At Awards Show, Not the Familiar Ending
Thursday, March 6, 2008
There was a shift away from the traditional big winners at this year's Washington Area Theatre Community Honors, which held its eighth annual gala awards ceremony Sunday night at the Birchmere music hall in Alexandria. This year's awards also seemed to favor darker, serious work.
Little Theatre of Alexandria and Elden Street Players of Herndon, which have dominated the awards in the past and were among the top nominees this year, were shut out of the major prizes, while theater companies from Montgomery County moved into the top tier of winners.
The Arlington Players won four awards, including Outstanding Musical, for their production of the lighthearted "Thoroughly Modern Millie."
However, they shared the Outstanding Musical honor in a tie with Kensington Arts Theatre for their production of the dark musical "Nevermore," an examination of the life and tortured psyche of writer Edgar Allen Poe. Silver Spring Stage won Outstanding Play for "Never the Sinner," which was based on the 1924 murder trial of Nathan Leopold and Richard Loeb.

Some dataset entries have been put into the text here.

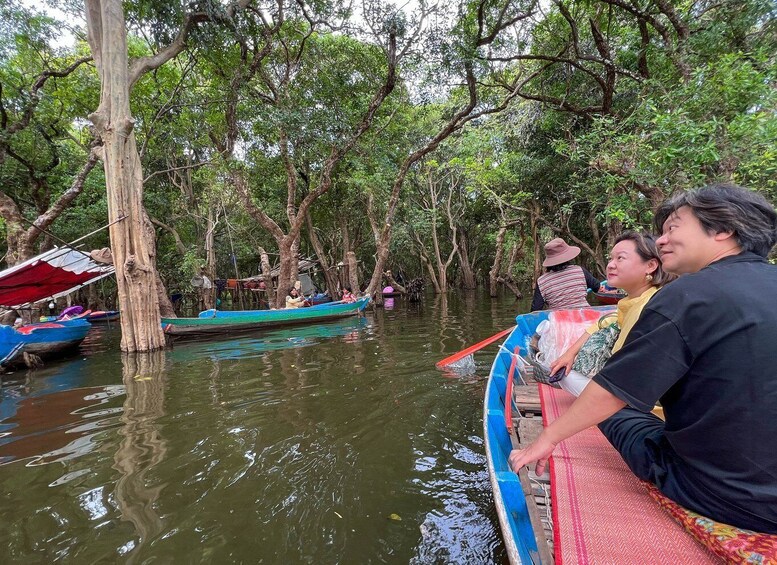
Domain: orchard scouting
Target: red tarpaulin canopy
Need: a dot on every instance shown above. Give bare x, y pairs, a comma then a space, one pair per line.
52, 274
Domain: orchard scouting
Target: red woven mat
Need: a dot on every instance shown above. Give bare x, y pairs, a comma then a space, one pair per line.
601, 512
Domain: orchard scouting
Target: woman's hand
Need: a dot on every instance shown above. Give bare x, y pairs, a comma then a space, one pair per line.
566, 361
539, 451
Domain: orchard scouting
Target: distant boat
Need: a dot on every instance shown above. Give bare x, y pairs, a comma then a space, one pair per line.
99, 316
45, 339
218, 322
320, 298
390, 292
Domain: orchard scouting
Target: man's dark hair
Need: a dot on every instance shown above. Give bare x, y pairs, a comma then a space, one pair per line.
728, 207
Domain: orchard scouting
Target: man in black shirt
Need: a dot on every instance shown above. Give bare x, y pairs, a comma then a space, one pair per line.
706, 347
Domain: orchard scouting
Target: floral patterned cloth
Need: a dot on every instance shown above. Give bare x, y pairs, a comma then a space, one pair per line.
732, 544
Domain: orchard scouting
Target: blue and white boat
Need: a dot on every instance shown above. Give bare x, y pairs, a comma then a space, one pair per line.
45, 339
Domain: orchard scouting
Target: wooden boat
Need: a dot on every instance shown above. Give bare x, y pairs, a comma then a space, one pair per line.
511, 506
608, 297
99, 316
521, 527
217, 322
320, 298
45, 339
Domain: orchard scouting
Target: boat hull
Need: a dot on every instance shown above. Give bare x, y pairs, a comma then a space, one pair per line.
215, 322
102, 317
46, 340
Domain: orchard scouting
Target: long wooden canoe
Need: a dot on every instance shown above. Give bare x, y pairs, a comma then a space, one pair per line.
46, 339
515, 519
217, 322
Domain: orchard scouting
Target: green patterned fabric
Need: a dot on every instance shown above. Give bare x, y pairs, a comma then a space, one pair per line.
595, 352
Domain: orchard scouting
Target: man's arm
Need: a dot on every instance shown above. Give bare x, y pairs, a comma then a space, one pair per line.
593, 406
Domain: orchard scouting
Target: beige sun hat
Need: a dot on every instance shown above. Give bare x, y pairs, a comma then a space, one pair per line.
557, 251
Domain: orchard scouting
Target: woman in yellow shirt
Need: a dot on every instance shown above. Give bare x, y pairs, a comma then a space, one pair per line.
635, 267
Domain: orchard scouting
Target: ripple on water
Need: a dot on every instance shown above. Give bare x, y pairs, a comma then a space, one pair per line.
334, 443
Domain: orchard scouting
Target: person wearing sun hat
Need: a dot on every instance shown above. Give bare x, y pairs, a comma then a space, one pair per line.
564, 285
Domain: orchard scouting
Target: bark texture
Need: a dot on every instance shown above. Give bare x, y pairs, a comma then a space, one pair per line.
132, 249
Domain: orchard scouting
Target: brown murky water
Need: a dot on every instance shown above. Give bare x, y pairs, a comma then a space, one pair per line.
339, 443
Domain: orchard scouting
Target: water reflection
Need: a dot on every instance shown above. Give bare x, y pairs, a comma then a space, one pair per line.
293, 446
259, 344
142, 446
46, 421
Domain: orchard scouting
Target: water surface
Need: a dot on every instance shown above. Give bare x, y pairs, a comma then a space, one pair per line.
339, 443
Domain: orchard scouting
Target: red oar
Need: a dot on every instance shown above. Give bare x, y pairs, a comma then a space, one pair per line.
471, 349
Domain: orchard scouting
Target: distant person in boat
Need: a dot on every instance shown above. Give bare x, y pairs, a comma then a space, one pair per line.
635, 267
348, 295
294, 300
705, 347
563, 285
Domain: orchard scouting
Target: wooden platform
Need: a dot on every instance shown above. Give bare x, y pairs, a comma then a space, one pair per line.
528, 426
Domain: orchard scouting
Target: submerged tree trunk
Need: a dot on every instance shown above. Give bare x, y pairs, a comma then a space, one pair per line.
493, 275
353, 275
135, 271
267, 277
467, 272
209, 297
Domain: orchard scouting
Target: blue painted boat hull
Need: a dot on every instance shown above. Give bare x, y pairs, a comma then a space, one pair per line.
510, 502
217, 322
42, 340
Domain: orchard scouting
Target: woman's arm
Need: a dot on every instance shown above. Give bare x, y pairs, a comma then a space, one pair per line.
594, 405
538, 302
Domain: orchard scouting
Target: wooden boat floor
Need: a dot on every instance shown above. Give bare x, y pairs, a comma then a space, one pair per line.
528, 426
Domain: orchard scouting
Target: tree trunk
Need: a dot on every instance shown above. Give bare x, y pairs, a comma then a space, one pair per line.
467, 273
329, 278
135, 271
209, 296
284, 277
392, 281
267, 277
537, 247
493, 274
353, 275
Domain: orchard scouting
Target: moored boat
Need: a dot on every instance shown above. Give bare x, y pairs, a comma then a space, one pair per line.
46, 339
509, 498
99, 316
217, 322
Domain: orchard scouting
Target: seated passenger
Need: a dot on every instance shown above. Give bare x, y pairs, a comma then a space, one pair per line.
705, 347
635, 267
563, 285
294, 300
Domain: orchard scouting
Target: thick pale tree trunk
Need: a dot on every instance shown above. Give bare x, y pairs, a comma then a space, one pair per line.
267, 276
131, 247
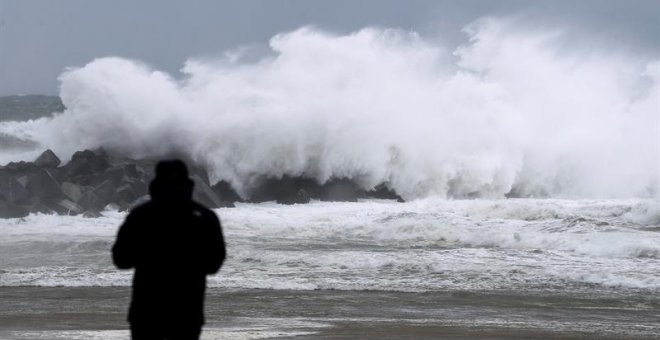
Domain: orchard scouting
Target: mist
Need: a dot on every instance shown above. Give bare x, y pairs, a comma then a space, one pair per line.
508, 111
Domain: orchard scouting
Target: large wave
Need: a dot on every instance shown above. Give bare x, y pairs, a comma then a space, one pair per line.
510, 111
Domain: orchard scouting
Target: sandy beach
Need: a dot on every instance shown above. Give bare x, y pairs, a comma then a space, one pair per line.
99, 313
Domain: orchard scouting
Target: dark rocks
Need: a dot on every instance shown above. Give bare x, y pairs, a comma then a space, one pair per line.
204, 194
226, 193
93, 182
296, 190
11, 210
43, 184
87, 162
11, 190
48, 159
382, 191
340, 190
286, 190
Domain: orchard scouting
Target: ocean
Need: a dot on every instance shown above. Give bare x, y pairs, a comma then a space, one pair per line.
529, 165
585, 267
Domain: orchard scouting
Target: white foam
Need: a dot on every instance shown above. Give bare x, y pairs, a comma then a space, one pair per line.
510, 108
422, 245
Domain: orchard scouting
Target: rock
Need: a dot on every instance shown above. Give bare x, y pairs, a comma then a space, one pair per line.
48, 159
286, 190
87, 162
11, 189
11, 210
73, 191
383, 192
300, 197
92, 214
120, 173
204, 194
140, 200
226, 193
340, 190
98, 197
126, 194
42, 184
21, 167
111, 207
65, 207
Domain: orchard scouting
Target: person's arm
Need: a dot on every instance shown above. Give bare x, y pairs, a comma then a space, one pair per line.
215, 245
123, 251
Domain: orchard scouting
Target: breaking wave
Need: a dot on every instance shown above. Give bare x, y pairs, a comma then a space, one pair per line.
508, 112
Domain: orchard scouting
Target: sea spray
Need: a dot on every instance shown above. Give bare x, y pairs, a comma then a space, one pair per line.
510, 111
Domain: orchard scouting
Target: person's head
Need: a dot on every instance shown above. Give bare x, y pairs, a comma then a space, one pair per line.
171, 182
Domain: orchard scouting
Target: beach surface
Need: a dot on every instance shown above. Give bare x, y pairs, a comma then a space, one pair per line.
100, 312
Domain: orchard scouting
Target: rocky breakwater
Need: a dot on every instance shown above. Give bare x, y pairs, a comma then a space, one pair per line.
89, 183
93, 181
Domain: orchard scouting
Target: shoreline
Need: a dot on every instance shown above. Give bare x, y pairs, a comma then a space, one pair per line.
100, 312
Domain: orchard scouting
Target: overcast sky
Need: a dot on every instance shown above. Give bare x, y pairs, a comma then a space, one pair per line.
38, 39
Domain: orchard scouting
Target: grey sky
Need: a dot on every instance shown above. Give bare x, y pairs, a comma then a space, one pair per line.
38, 39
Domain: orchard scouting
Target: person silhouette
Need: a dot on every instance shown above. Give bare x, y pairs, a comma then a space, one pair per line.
173, 243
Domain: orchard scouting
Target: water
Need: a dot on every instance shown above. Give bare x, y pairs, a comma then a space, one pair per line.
420, 246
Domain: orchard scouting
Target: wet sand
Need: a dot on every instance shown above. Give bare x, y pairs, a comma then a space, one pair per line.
99, 313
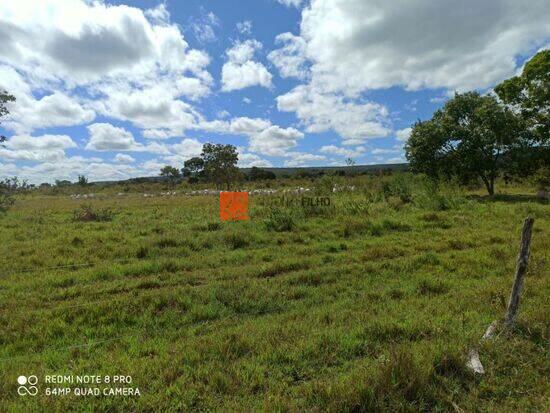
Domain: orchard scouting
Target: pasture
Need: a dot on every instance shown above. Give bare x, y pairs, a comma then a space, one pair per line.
369, 304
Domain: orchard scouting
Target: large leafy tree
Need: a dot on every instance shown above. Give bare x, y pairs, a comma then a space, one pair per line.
171, 173
470, 138
220, 164
5, 97
530, 93
193, 167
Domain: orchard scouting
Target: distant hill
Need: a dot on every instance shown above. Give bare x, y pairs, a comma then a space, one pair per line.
290, 172
331, 169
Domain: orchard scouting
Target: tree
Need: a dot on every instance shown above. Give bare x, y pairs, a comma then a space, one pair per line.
220, 164
469, 138
258, 174
530, 93
5, 97
173, 174
193, 168
82, 180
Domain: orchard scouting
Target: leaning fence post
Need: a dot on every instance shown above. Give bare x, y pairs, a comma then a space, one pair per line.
474, 363
521, 269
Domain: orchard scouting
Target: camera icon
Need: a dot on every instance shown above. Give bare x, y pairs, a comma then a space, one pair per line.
27, 385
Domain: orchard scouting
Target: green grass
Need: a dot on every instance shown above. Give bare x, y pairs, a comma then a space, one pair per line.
369, 306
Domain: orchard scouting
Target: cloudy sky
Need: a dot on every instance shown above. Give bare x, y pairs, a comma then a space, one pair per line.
118, 89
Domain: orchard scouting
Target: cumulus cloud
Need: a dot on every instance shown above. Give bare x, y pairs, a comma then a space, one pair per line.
264, 137
106, 137
124, 158
245, 27
356, 45
290, 3
241, 71
248, 160
354, 122
403, 134
275, 141
345, 152
290, 59
36, 148
29, 113
302, 159
118, 56
204, 27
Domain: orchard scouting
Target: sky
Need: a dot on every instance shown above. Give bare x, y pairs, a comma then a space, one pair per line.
118, 89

"WATCH is alive and ticking," emcee Mike Baker Jr. quipped. "Our groups staged 1,300 performances in 2007 and generated $1.3 million. I think we also generated 220 marriages and an equal number of divorces."
In an odd twist, the winner of the most individual awards was a set. The working kitchen for the Providence Players of Fairfax production of "Saturday, Sunday, Monday," on which an Italian dinner was cooked during the performance, won its designers five awards.
The Players' John Coscia was the most frequent winner onstage, working his way through the boisterous crowd four times to share the award for set design, set construction, set decoration and props.
The show brought the Providence Players an additional award for set painting.
Allison Block won Outstanding Lead Actress in a Musical for the title role in the Arlington Players production of "Thoroughly Modern Millie." Patrick McMahan won Outstanding Featured (or supporting) Actor in a Musical as Mr. Trevor Graydon. John K. Monnett also was recognized for Outstanding Choreography for the show.
Elden Street Players, the big winner last year, won three awards out of 16 nominations, but produced the most enthusiastic winner of the night. Molly Hicks was named Outstanding Featured Actress in a Play for her work as the feisty Irish maid Catherine in "Boston Marriage."
Hicks nearly upended presenter Terry Spann as she breathlessly pitched onto the stage, shrieking in delight, before settling into a more traditional thank-you speech. She concluded by lapsing into the character's Irish brogue, generating loud laughter and applause.
Little Theatre of Alexandria managed two wins out of 19 nominations, including one for lighting design and Outstanding Featured Actor in a Play for Nader Tavangar for his portrayal of Mr. Marks in "Intimate Apparel."
Reston Community Players, with 17 nominations, won three awards, two for hair and makeup in the musical "Seussical," and one for Haley Murphy for Outstanding Direction of a Musical.
Another musical, "Into the Woods," Stephen Sondheim's dark take on some familiar fairy tales, was a big winner for Rockville Musical Theatre. The show took four awards: Outstanding Cameo in a Musical by Michael Reid as the Wolf, Outstanding Featured Actress in a Musical for Hannah Willman as Cinderella, Outstanding Lead Actor in a Musical for Harv Lester as the Baker and Outstanding Music Direction for Scott Richards.
Silver Spring Stage, which has been earning an enviable reputation for producing smaller-scale dramas and a few comedies, won four awards out of 13 nominations.
In addition to Outstanding Play, the drama "Never the Sinner" brought Michael Kharfen a win for Outstanding Direction of a Play. Outstanding Lead Actress in a Play was won by Jaclyn Young as Agnes in the psychological thriller "Agnes of God," and Clare Flood won for Outstanding Special Effects for "Never the Sinner."
"I first have to thank my mother, because she told me to," Kharfen said while clutching his award. "And I follow direction, as well."
No fewer than 109 productions, 30 musicals and 79 plays were judged during 2007 as 29 area theater companies took part in the WATCH program. According to WATCH Chairman Bailey Center, 29,640 scores generated by a team of judges were tabulated for this year's awards, in which at least five nominees were named in 28 categories.